The 30-year fixed-rate mortgage (FRM) hit a seven-year peak when it averaged 4.94 percent for the week ending Nov. 8, 2018, up from last week when it averaged 4.83 percent. The 15-year FRM averaged 4.33 percent, up from last week when it averaged 4.23 percent. And the five-year Treasury-indexed hybrid adjustable-rate mortgage (ARM) averaged 4.14 percent, up from last week when it averaged 4.04 percent.
Sam Khater, Freddie Mac’s Chief Economist, noted that while higher mortgage rates impacted a slowing in national home price growth, “the price deceleration has been primarily concentrated in affluent coastal markets such as California and the state of Washington. The more affordable interior markets—which have not yet experienced a slowdown home price growth— may see price growth start to moderate and affordability squeezed if mortgage rates continue to march higher.”

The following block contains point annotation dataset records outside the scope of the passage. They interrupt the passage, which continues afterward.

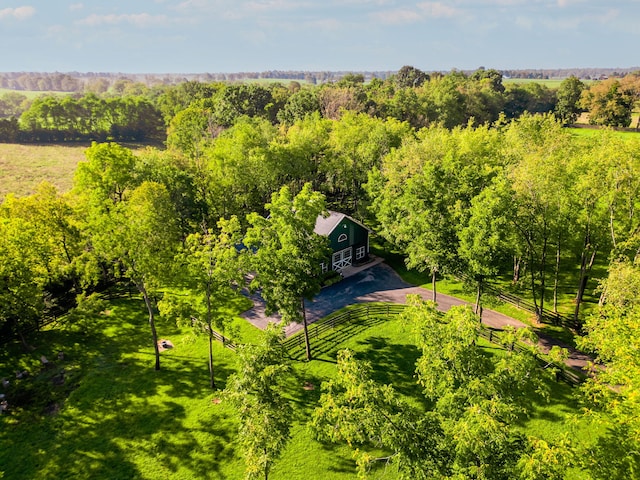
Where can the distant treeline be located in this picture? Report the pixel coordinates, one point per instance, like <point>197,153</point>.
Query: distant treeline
<point>192,110</point>
<point>92,81</point>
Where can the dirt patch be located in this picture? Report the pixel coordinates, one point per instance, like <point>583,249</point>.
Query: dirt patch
<point>164,344</point>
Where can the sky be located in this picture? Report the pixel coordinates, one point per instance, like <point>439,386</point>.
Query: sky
<point>224,36</point>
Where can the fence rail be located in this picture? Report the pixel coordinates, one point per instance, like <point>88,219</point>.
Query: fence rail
<point>356,312</point>
<point>547,316</point>
<point>224,340</point>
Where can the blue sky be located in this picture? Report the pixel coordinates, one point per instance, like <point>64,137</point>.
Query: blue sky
<point>196,36</point>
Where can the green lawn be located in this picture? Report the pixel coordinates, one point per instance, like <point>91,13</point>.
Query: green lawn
<point>452,286</point>
<point>115,417</point>
<point>23,167</point>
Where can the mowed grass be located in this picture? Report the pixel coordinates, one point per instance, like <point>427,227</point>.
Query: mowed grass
<point>115,417</point>
<point>23,167</point>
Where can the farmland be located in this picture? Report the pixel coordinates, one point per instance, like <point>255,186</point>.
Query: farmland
<point>23,167</point>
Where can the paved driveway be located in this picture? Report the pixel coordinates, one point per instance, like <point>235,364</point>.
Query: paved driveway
<point>376,284</point>
<point>381,284</point>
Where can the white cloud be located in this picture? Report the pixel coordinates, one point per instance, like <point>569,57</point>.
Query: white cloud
<point>422,11</point>
<point>136,19</point>
<point>19,13</point>
<point>397,17</point>
<point>438,10</point>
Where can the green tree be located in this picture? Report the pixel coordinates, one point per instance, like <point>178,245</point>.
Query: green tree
<point>257,392</point>
<point>288,253</point>
<point>422,194</point>
<point>612,393</point>
<point>608,103</point>
<point>473,403</point>
<point>107,175</point>
<point>23,276</point>
<point>569,93</point>
<point>139,238</point>
<point>409,76</point>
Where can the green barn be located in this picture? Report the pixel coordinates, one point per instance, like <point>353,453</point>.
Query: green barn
<point>348,238</point>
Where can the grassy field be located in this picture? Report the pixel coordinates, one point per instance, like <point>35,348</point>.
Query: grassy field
<point>452,286</point>
<point>31,94</point>
<point>23,167</point>
<point>115,417</point>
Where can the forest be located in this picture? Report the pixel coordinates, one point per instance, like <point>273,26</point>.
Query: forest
<point>125,110</point>
<point>460,174</point>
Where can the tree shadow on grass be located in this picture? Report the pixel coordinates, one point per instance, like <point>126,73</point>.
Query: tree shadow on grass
<point>120,418</point>
<point>392,363</point>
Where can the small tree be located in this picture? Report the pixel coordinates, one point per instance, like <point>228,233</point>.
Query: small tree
<point>288,253</point>
<point>139,236</point>
<point>211,265</point>
<point>257,393</point>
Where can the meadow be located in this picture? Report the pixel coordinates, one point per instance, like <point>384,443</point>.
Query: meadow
<point>115,417</point>
<point>23,167</point>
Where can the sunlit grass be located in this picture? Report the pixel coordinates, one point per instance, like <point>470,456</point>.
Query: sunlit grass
<point>115,417</point>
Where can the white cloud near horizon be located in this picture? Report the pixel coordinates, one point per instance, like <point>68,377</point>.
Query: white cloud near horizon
<point>19,13</point>
<point>136,19</point>
<point>421,11</point>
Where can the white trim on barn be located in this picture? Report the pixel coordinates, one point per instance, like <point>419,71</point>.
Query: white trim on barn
<point>342,259</point>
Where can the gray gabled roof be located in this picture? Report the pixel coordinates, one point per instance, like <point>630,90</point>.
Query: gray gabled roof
<point>326,225</point>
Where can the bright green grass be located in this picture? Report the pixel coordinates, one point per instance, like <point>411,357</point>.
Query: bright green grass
<point>118,418</point>
<point>31,94</point>
<point>457,288</point>
<point>23,167</point>
<point>592,132</point>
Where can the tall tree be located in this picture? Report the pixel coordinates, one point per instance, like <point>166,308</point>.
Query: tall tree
<point>257,392</point>
<point>613,393</point>
<point>288,253</point>
<point>139,237</point>
<point>473,403</point>
<point>211,265</point>
<point>569,93</point>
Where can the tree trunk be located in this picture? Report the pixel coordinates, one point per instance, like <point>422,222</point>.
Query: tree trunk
<point>434,274</point>
<point>212,380</point>
<point>152,323</point>
<point>585,269</point>
<point>543,275</point>
<point>517,262</point>
<point>555,279</point>
<point>533,289</point>
<point>306,331</point>
<point>211,376</point>
<point>478,308</point>
<point>612,230</point>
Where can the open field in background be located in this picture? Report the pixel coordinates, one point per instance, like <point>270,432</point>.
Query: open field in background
<point>32,93</point>
<point>23,167</point>
<point>455,287</point>
<point>115,417</point>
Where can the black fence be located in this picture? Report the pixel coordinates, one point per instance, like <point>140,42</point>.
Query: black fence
<point>547,316</point>
<point>366,313</point>
<point>359,312</point>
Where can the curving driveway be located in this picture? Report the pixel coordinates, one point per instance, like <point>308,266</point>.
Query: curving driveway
<point>380,283</point>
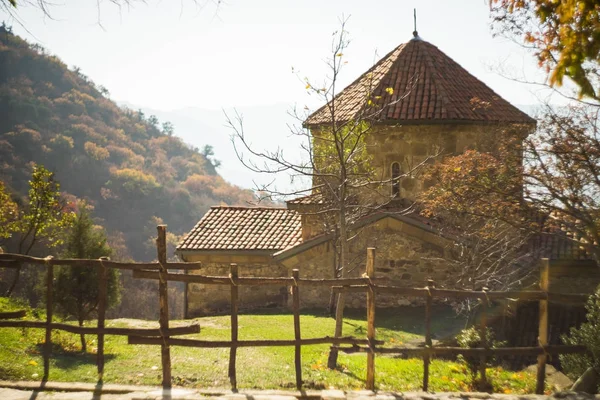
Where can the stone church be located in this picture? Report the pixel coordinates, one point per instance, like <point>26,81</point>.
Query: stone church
<point>438,104</point>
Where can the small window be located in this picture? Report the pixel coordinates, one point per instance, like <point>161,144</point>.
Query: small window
<point>395,179</point>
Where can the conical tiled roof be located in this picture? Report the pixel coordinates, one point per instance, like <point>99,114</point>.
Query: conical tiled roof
<point>428,86</point>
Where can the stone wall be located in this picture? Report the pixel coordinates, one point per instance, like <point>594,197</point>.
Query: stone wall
<point>405,256</point>
<point>210,299</point>
<point>411,145</point>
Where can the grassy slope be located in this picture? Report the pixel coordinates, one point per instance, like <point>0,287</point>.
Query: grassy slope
<point>268,368</point>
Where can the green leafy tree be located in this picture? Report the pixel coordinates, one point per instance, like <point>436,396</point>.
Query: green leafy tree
<point>588,334</point>
<point>77,288</point>
<point>44,219</point>
<point>8,213</point>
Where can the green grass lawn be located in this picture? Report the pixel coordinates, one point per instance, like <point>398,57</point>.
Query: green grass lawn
<point>265,368</point>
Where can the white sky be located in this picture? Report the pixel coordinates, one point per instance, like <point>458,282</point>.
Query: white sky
<point>173,54</point>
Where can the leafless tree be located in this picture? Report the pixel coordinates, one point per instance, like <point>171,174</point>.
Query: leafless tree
<point>345,184</point>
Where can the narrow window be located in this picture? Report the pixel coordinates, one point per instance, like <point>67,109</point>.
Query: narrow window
<point>395,179</point>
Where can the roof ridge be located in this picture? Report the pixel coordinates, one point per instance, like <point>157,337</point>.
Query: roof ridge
<point>249,208</point>
<point>429,87</point>
<point>357,81</point>
<point>438,83</point>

As mortgage rates increased, so did the delinquency rate for loans on one- to four-unit residential properties. The Mortgage Bankers Association (MBA)
reported the third quarter delinquency rate was up to 4.47 percent from the second quarter to the third quarter. However, the percentage of loans on which foreclosure actions were started dropped one basis point from the last quarter to 0.23 percent, the lowest level since the fourth quarter of 1985.
“Despite the small uptick this quarter, the healthy economy is overall supporting low mortgage delinquencies and foreclosure inventories,” said Marina Walsh, Vice President of Industry Analysis at MBA. “Unemployment is at its lowest level since 1969, wages have grown 3.1 percent year-over-year–the biggest jump in almost a decade–and job growth is averaging over 212,000 jobs per month thus far.”